The residuals might be due to random factors like measurement error, or non-random factors that are unknown. For example, if we are trying to predict weight as a function of height, unknown factors might include diet, exercise, and body type.

If we get the parameters `inter`

and `slope`

wrong, the residuals
get bigger, so it makes intuitive sense that the parameters we want
are the ones that minimize the residuals.

We might try to minimize the absolute value of the
residuals, or their squares, or their cubes; but the most common
choice is to minimize the sum of squared residuals,
`sum(res**2)`

.

Why?

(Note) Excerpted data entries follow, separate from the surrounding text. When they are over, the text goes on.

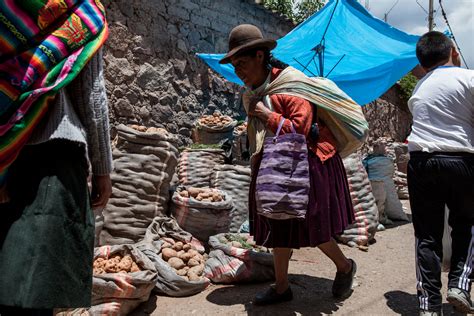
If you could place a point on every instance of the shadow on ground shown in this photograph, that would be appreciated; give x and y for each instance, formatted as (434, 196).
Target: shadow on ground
(406, 304)
(312, 296)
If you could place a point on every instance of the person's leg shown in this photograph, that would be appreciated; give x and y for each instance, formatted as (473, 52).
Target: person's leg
(346, 269)
(427, 206)
(282, 290)
(332, 250)
(281, 259)
(461, 205)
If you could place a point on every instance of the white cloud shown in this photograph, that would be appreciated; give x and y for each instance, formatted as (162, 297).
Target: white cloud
(408, 16)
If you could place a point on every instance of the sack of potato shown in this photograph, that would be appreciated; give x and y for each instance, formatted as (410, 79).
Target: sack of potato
(123, 278)
(213, 129)
(202, 211)
(362, 231)
(195, 166)
(240, 151)
(144, 163)
(178, 258)
(235, 181)
(235, 258)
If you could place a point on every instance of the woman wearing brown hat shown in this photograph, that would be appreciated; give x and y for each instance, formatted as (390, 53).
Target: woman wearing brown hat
(330, 206)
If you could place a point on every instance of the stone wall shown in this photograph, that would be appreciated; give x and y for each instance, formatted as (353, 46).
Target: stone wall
(388, 117)
(153, 76)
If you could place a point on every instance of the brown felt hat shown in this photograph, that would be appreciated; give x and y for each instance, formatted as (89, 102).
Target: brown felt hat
(246, 37)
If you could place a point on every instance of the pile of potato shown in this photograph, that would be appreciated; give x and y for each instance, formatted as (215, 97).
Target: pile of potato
(241, 128)
(202, 194)
(242, 241)
(184, 259)
(144, 129)
(215, 120)
(115, 264)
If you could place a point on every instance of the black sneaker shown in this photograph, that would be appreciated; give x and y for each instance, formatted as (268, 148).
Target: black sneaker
(461, 300)
(342, 285)
(270, 296)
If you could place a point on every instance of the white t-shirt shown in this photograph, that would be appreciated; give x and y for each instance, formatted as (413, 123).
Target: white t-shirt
(442, 106)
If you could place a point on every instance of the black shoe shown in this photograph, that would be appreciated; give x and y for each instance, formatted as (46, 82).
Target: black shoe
(460, 300)
(342, 284)
(270, 296)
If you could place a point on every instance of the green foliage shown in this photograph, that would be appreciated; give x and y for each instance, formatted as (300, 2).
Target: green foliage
(306, 8)
(407, 85)
(298, 11)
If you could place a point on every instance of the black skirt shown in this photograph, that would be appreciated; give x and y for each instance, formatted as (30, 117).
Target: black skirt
(47, 229)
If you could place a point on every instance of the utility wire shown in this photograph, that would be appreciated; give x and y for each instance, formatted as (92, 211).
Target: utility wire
(452, 33)
(422, 7)
(392, 7)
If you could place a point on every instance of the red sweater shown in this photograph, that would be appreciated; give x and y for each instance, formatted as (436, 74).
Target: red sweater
(300, 112)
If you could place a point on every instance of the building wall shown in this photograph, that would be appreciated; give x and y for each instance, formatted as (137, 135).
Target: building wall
(153, 76)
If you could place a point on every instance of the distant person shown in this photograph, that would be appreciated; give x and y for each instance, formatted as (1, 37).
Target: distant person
(441, 172)
(47, 225)
(330, 207)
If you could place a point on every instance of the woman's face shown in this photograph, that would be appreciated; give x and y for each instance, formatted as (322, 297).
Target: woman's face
(250, 69)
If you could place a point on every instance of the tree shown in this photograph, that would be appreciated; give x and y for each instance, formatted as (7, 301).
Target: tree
(296, 10)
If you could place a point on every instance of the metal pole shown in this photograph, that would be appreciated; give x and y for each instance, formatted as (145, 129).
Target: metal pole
(430, 16)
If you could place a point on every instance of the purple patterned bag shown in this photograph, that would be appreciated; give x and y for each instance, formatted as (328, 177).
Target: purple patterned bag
(282, 190)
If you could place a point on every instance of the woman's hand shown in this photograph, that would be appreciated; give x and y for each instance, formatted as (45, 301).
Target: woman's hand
(259, 110)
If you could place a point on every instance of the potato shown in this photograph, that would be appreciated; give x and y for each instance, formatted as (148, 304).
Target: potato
(98, 271)
(193, 252)
(166, 245)
(185, 256)
(125, 264)
(193, 262)
(178, 246)
(194, 191)
(197, 269)
(184, 194)
(182, 272)
(176, 263)
(168, 253)
(198, 257)
(236, 244)
(134, 268)
(193, 277)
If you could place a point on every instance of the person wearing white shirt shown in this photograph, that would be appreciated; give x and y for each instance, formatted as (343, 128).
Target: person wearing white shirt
(441, 172)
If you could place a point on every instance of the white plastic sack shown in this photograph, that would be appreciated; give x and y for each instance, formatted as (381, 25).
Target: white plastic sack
(365, 208)
(235, 181)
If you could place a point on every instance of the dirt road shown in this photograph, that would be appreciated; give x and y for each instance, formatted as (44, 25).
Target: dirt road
(385, 285)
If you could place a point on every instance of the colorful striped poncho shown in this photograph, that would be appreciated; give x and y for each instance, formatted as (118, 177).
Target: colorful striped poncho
(44, 44)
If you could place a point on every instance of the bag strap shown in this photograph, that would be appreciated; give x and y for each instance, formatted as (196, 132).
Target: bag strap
(280, 126)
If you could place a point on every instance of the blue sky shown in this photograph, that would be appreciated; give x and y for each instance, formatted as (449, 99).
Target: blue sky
(410, 16)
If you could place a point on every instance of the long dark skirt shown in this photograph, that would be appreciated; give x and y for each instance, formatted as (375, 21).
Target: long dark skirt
(47, 230)
(329, 212)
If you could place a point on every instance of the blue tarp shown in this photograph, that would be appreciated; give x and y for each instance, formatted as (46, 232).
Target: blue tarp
(377, 55)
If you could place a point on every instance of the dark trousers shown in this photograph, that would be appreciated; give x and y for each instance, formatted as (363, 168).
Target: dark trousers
(435, 181)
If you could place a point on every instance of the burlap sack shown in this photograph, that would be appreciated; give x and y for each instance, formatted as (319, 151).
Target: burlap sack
(144, 165)
(235, 181)
(202, 219)
(382, 168)
(120, 293)
(240, 152)
(204, 134)
(227, 264)
(195, 166)
(365, 208)
(169, 283)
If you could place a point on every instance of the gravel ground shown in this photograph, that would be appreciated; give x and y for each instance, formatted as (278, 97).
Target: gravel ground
(385, 285)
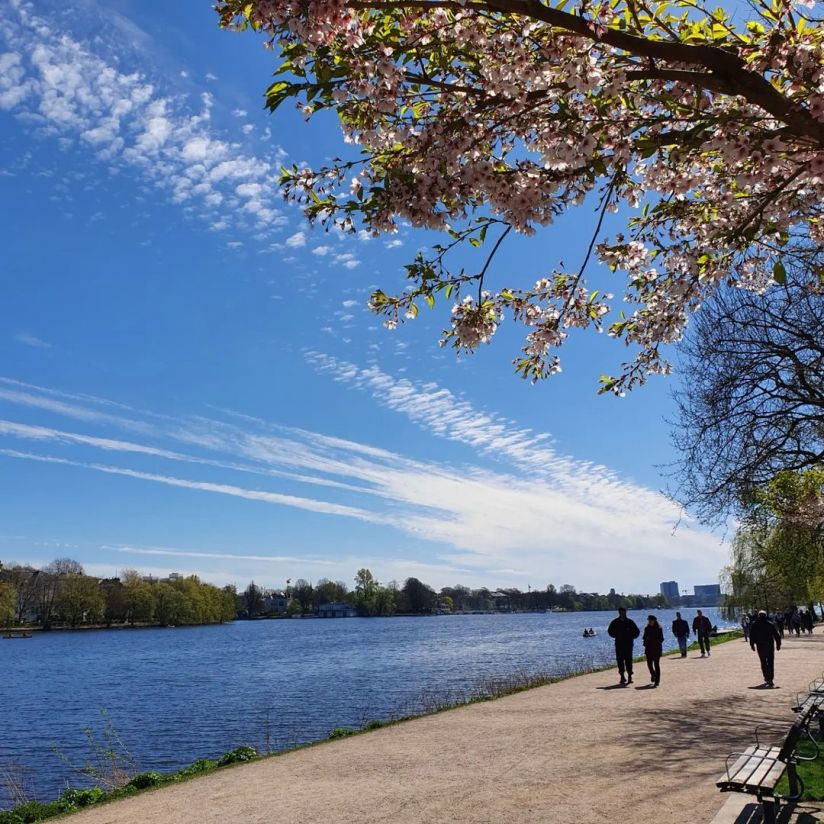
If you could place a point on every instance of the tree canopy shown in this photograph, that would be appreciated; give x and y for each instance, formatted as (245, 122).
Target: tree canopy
(751, 401)
(480, 118)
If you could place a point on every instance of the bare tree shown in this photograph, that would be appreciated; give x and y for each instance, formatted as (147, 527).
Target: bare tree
(751, 401)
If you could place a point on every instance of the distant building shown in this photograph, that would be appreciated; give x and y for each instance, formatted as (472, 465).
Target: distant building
(708, 595)
(337, 610)
(274, 601)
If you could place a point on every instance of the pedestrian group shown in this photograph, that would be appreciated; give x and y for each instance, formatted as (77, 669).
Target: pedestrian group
(763, 633)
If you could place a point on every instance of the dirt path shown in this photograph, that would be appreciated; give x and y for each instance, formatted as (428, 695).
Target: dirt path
(577, 752)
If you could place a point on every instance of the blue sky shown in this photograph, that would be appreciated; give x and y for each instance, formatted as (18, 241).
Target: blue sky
(190, 380)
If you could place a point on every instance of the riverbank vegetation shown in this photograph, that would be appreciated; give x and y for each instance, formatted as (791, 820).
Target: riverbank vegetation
(750, 439)
(114, 773)
(414, 597)
(62, 595)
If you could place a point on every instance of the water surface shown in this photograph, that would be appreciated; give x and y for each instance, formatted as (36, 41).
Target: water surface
(175, 695)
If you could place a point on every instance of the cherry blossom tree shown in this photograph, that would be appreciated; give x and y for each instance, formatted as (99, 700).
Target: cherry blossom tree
(482, 118)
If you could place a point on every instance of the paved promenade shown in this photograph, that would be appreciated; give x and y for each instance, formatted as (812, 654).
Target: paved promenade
(577, 752)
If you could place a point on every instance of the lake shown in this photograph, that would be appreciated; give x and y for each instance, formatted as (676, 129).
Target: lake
(175, 695)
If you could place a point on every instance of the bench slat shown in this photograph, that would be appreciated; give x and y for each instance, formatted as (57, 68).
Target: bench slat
(756, 768)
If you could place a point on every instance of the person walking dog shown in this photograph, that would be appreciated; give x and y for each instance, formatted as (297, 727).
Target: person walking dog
(624, 630)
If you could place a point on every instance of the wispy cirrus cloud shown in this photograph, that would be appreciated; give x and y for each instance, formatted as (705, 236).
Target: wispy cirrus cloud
(31, 340)
(65, 90)
(529, 510)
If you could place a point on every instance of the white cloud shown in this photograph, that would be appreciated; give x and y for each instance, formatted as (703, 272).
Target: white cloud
(70, 93)
(31, 340)
(535, 514)
(347, 260)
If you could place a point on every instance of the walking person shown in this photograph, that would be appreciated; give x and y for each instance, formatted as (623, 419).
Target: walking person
(807, 621)
(624, 630)
(764, 638)
(681, 630)
(653, 647)
(702, 627)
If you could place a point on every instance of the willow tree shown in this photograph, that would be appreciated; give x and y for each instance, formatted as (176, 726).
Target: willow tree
(483, 118)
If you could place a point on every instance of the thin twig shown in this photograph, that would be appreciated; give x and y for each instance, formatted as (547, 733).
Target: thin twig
(489, 260)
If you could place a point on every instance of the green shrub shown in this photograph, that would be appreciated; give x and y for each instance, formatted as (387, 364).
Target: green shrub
(340, 732)
(143, 780)
(82, 798)
(374, 725)
(237, 756)
(33, 811)
(199, 766)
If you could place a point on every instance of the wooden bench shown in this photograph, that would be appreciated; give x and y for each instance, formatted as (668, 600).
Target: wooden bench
(810, 708)
(758, 769)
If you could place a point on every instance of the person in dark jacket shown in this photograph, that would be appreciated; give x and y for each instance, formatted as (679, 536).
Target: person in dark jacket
(702, 627)
(653, 647)
(807, 621)
(624, 630)
(765, 638)
(681, 630)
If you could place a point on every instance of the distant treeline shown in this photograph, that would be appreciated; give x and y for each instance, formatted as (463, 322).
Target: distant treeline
(370, 598)
(61, 594)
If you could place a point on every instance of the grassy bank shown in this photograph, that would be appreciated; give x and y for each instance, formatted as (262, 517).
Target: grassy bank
(73, 800)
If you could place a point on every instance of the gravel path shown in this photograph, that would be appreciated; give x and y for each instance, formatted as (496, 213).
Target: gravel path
(579, 751)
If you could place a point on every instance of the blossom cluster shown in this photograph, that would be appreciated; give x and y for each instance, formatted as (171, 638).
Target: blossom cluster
(469, 116)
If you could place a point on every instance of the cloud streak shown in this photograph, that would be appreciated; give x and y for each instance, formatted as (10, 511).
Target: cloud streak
(65, 91)
(529, 510)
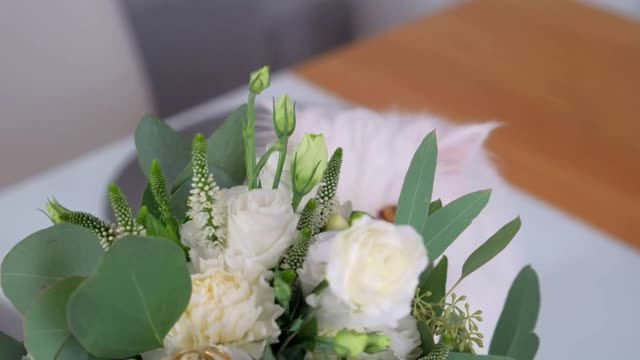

There are three good reasons and one less important one:

- Squaring has the feature of treating positive and negative residuals the same, which is usually what we want.
- Squaring gives more weight to large residuals, but not so much weight that the largest residual always dominates.
- If the residuals are uncorrelated and normally distributed with
mean 0 and constant (but unknown) variance, then the least squares
fit is also the maximum likelihood estimator of
`inter`

and`slope`

. See https://en.wikipedia.org/wiki/Linear_regression. - The values of
`inter`

and`slope`

that minimize the squared residuals can be computed efficiently.

The last reason made sense when computational efficiency was more important than choosing the method most appropriate to the problem at hand. That’s no longer the case, so it is worth considering whether squared residuals are the right thing to minimize.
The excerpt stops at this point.